Rallies on Capitol Hill on the Performance Royalty - Who Will Pay?

In the last two weeks, we have seen Capitol Hill rallies by the Free Radio Alliance, opposing what they term the “performance tax” on radio, and yesterday by the Music First Coalition, trying to persuade Congress to adopt a performance royalty on the use of sound recordings for the over-the-air signal of broadcast stations. We’ve written about the theories as to why a performance royalty on sound recordings should or should not be paid by broadcasters, but one question that now seems to be gaining more significance is the most practical of all questions – if a performance royalty is adopted, how would broadcasters pay for it?
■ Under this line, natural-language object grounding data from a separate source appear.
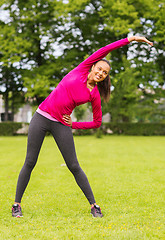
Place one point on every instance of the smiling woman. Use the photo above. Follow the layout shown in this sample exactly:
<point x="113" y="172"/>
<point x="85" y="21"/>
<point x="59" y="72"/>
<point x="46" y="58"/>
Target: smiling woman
<point x="79" y="86"/>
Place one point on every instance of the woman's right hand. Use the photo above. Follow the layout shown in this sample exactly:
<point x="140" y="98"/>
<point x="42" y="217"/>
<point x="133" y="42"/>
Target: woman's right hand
<point x="139" y="39"/>
<point x="67" y="119"/>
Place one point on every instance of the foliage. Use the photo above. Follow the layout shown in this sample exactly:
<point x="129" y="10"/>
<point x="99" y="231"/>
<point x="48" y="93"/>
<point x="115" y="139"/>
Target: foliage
<point x="43" y="40"/>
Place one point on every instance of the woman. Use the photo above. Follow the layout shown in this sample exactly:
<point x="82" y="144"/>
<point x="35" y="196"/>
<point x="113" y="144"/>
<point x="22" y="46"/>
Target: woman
<point x="85" y="83"/>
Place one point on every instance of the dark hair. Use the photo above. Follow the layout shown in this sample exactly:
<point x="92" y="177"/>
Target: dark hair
<point x="104" y="86"/>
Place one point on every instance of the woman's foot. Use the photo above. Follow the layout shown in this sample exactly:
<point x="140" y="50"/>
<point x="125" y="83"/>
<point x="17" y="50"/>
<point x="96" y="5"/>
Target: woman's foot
<point x="96" y="211"/>
<point x="16" y="210"/>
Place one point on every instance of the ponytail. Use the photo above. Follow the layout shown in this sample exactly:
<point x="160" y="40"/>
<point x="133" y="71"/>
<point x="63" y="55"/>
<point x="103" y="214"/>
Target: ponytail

 The recording industry and some Congressional supporters have argued in the past that, if the royalty was adopted, stations could simply raise their advertising rates to get the money to pay for the royalty. While we’ve always questioned that assumption (as, if broadcasters could get more money for their advertising spots, why wouldn’t they be doing so now simply to maximize revenues?), that question is even harder to answer in today’s radio environment. With the current recession, radio is reporting sales declines of as much as 20% from the prior year. Layoffs are hitting stations in almost every market. In this environment, it is difficult to imagine how any significant royalty could be paid by broadcasters without eating into their fundamental ability to serve the public – and perhaps to threaten the very existence of many music-intensive stations. And the structure of the royalty, as proposed in the pending legislation, makes the question of affordability even harder to address.
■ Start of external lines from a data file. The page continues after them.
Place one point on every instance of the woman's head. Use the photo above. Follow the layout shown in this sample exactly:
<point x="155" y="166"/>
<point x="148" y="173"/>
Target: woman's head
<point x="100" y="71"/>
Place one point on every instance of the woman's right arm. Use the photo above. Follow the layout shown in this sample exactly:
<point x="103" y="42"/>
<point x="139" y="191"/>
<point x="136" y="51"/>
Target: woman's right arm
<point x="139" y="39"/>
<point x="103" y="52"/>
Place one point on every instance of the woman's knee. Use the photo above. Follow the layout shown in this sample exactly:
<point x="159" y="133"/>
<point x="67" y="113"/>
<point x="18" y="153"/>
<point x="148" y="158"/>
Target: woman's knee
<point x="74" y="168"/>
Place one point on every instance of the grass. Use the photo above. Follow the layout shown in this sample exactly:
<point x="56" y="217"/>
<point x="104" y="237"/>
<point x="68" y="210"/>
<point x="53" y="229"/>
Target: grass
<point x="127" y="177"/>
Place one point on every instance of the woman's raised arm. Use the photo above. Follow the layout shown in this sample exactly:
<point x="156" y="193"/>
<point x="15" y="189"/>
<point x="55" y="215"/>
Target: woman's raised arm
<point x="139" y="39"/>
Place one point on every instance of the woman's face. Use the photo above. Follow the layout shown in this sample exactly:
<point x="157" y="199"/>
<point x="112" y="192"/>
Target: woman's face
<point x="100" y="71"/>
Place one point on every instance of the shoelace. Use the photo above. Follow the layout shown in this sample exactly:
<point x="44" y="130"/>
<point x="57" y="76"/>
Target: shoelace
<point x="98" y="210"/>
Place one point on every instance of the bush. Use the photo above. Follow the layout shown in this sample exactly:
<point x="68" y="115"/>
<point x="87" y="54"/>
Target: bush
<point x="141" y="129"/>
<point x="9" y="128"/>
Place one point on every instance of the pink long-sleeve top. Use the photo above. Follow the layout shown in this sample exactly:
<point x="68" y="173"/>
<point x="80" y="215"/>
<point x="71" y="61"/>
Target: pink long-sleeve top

Broadcasters obviously already pay for music that they play – to ASCAP, BMI and SESAC. And the rates that are being paid to these organizations may well be going up in the coming year, as both the ASCAP and BMI deals with the radio industry are to be re-negotiated this year. Of course, this money goes to the composers of the music, not to the performers (and the copyright holders in the performances – the record companies) who would be receiving the proposed new performance royalty on sound recordings. The proposed legislation states that the imposition of the performance royalty on sound recordings is not to have any effect on the amount that broadcasters pay to ASCAP, BMI and SESAC. Thus, the money would by necessity have to come from other station operations. Some broadcasters have suggested that one way of paying a sound recording royalty would be to simply pay what they are paying now to ASCAP, BMI and SESAC into a pot, and let the artists, composers and labels fight for it. This, of course, is opposed by the composers who rightly see the royalty as one of the principal ways in which they are compensated, as they do not share in the profits from the sale of CDs and downloads, but instead get a flat fee for a “mechanical royalty” established under Section 115 of the Copyright Act, and the composers do not typically get money from concert tickets or merchandise receipts that performers may enjoy.

 

This is not, as suggested by royalty proponents, a simple matter of broadcasters getting more money to pay for any royalty. It is a zero sum game, and if the money can’t come from the composer’s royalty, it has to come from station operations. Given the high fees sought (and received) by the recording industry for the performance royalty in sound recordings from digital services (where the least that has been paid is 6-8% of gross revenues by satellite radio, and that was only after the computed "willing buyer willing seller" royalty was found to be twice that amount but adjusted down to preserve the stability of the industry, and after having been initially adjusted based on the finding that half of the gross revenues of satellite radio were the result of talk programming not subject to the royalty), broadcasters could be asked to pay a huge bill (see our post here on computing that bill). And, with the FCC poised to potentially impose new localism requirements on broadcasters that would entail even more operational costs, something has got to give. Broadcasters hope that it is not their economic viability that is the thing that does the giving.